1. [**Basic Prerequisites**](#basic-prerequisites) </br>
2. [**Option 1: Using Docker (Linux-based Systems with GPU Support)**](#option-1-using-docker-linux-based-systems-with-gpu-support) </br>
3. [**Option 2: Creating a Python Virtual Environment (Local Setup)**](#option-2-creating-a-python-virtual-environment-local-setup) </br>
4. [**Option 3: Using Google Colab (Cloud-Based)**](#option-3-using-google-colab-cloud-based)

---

### **Setting Up a Machine Learning Environment**

This tutorial guides you through setting up an environment to run Machine Learning (ML) code using PyTorch. We’ll explore three methods: **Docker (with GPU support)**, **Python Virtual Environment (venv)**, and **Google Colab**. Choose the one that best fits your needs for this hands-on session.

---

#### **Basic Prerequisites**

Before diving in, ensure you have the following basics ready:

- **Python 3.8+**: Most ML tools work well with recent Python versions. Check your version with `python3 --version`.
- **Jupyter Notebook**: Ideal for interactive demos. Install it via `pip install jupyter` or use it within your chosen environment.
- **PyTorch**: We’ll install it as part of each setup (`pip install torch`), but you can pre-install it if testing locally.
- **Optional**: A code editor like VS Code for managing files and code.

---

#### **Option 1: Using Docker (Linux-based Systems with GPU Support)**

Docker provides a reproducible, containerized environment, perfect for ML with GPU acceleration.

##### **Prerequisites**
- **Docker**: Install it from [Docker’s official site](https://docs.docker.com/get-docker/).

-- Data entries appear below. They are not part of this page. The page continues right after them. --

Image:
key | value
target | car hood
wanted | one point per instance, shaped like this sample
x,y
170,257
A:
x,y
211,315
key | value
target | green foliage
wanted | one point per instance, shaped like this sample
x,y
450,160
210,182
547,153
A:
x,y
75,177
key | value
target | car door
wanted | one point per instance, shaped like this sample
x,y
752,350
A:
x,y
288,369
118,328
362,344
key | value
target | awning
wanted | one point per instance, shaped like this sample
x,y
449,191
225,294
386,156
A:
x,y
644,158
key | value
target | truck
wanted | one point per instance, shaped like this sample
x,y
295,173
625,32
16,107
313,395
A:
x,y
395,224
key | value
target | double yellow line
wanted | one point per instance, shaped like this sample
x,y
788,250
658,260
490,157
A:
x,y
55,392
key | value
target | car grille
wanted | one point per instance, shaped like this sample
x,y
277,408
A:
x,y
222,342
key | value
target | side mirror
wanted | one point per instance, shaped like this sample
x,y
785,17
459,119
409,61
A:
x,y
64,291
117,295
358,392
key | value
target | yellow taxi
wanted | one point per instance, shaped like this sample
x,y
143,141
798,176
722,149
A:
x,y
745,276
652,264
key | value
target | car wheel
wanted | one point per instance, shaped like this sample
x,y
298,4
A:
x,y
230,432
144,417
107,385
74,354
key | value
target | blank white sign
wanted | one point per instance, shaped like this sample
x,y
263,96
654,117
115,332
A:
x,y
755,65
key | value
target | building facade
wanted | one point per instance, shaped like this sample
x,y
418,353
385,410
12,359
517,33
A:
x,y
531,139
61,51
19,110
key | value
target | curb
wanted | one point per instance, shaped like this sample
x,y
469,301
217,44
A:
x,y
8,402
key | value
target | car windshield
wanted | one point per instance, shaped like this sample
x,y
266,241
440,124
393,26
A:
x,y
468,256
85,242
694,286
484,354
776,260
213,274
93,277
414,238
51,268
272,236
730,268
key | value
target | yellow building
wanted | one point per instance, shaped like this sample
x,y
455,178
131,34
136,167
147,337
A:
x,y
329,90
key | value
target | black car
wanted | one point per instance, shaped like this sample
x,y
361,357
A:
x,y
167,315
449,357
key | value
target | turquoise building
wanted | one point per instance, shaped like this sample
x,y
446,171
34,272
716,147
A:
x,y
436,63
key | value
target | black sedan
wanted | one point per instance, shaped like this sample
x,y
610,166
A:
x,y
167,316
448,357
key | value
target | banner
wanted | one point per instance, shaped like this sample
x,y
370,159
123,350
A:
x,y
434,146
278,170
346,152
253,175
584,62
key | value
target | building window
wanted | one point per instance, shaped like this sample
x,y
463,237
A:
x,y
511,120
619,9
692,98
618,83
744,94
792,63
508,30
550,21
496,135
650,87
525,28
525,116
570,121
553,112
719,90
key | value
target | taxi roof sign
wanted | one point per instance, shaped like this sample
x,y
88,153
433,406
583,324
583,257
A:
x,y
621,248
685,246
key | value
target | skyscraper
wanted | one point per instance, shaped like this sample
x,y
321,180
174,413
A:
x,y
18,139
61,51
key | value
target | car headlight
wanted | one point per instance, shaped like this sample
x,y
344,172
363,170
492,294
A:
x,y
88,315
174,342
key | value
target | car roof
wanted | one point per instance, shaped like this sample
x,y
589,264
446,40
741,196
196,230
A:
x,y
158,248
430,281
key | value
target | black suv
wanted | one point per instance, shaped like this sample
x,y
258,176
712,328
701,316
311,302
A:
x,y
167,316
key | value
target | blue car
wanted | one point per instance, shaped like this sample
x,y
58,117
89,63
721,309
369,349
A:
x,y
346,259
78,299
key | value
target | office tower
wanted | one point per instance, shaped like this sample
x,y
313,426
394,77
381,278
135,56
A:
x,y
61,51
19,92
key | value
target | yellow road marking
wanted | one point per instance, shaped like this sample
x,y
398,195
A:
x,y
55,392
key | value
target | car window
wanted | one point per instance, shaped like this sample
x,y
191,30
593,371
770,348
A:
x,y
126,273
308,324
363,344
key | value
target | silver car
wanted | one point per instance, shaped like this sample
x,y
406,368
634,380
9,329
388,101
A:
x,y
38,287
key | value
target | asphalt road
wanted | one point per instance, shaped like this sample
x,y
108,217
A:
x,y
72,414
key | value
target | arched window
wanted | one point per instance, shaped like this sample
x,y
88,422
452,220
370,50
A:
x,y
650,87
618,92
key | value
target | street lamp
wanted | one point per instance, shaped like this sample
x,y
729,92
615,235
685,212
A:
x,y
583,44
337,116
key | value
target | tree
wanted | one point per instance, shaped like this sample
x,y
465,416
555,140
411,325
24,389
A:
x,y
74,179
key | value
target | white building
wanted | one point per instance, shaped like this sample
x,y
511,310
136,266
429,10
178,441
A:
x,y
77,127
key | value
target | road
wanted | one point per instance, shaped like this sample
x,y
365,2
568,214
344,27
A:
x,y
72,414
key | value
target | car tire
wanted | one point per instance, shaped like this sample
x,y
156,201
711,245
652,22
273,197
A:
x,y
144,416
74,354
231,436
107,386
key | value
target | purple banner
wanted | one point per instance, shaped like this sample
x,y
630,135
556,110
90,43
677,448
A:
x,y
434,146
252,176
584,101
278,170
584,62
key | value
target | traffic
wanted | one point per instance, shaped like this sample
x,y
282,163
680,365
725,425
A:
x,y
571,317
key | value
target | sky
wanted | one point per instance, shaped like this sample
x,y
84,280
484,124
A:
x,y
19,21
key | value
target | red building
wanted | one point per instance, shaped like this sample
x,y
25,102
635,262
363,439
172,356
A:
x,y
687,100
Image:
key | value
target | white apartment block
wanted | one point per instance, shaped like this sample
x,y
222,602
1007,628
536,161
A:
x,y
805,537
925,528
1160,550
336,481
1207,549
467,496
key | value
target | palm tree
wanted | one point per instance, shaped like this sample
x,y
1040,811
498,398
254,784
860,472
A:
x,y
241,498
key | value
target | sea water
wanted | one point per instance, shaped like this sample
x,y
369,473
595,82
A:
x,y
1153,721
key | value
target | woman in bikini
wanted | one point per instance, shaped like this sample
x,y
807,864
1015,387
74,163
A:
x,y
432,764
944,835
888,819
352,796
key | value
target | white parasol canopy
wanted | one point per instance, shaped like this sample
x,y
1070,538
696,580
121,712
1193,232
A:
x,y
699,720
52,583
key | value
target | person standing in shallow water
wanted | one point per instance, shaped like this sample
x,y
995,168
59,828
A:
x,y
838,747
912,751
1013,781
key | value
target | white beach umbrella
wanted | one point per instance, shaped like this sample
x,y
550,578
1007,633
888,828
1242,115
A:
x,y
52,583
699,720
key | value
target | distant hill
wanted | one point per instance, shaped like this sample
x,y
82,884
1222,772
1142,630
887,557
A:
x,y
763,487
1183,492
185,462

Verify with `docker --version`.
- **NVIDIA Drivers**: Required for GPU support. Version 530 or later is needed for CUDA 12.1.1 (check with `nvidia-smi`).
- **NVIDIA Container Toolkit**: Enables GPU access in Docker. Install it [here](https://docs.nvidia.com/datacenter/cloud-native/container-toolkit/install-guide.html).
- **VS Code (Optional)**: For an integrated Dev Container experience.

##### **Steps**

1. **Create a Project Folder**
   - Open a terminal and create a directory: `mkdir MC886_1S2025 && cd MC886_1S2025`.

2. **Set Up Dev Container Files**
   - Inside `MC886_1S2025`, create a `.devcontainer` folder: `mkdir .devcontainer && cd .devcontainer`.
   - Add two files: `devcontainer.json` and `Dockerfile`. Copy the contents below.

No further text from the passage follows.